Na Sejus, o atendimento é oferecido por meio de programas como o Direito Delas e GDF Mais Perto do Cidadão. A secretária de Justiça e Cidadania, Marcela Passamani, explica que o acolhimento institucional é voltado para o enfrentamento de situações de violência e vulnerabilidade. “É um trabalho muito importante porque essa abordagem qualificada é sigilosa. Muitas pessoas têm receio de socializar a fragilidade com medo de represálias do agressor. O ambiente institucional traz segurança para as vítimas”, ressalta.
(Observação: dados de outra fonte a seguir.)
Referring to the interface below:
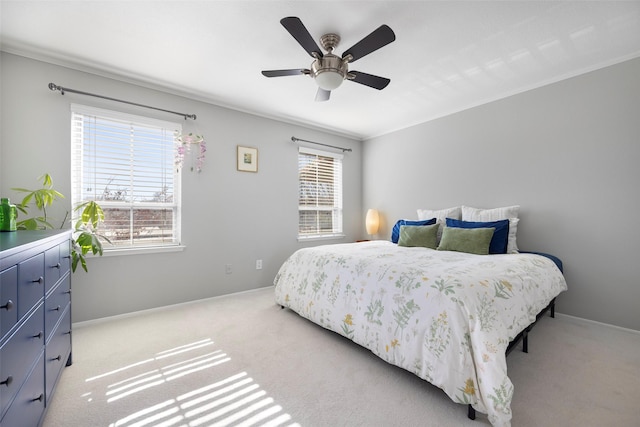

Na SMDF, o serviço é oferecido nas unidades do Centro Especializado de Atendimento à Mulher (Ceam) e na Casa da Mulher Brasileira. O foco são as mulheres, especialmente, vítimas de violência. Mas também há todo um trabalho desenvolvido com os homens.

“O trabalho com os homens é no sentido de fazê-los entender que a violência é muito maior que a violência física. Quando a gente fala da violência doméstica, estamos falando de um problema social, do machismo”, afirma Paloma Fernandes, psicóloga e especialista em assistência social da SMDF.

Na Sedes, o atendimento psicossocial é oferecido nas unidades do Centro de Referência de Assistência Social (Cras), como parte do Serviço de Proteção Integral à Família, que de âmbito nacional.

“O atendimento envolve os aspectos de acesso da família aos serviços e benefícios, além da acolhida. Nesse acompanhamento, a gente identifica situações para a pessoa desenvolver sua autonomia. O psicólogo vai sugerir formas de proporcionar esse desenvolvimento, quais intervenções favorecem e trabalhar o conhecimento sobre os próprios direitos. Às vezes, as pessoas tratam como algo natural viver em situação de pobreza ou violência”, explica Yuri de Albuquerque Ferreira Gomes, especialista em desenvolvimento e assistência social da Sedes.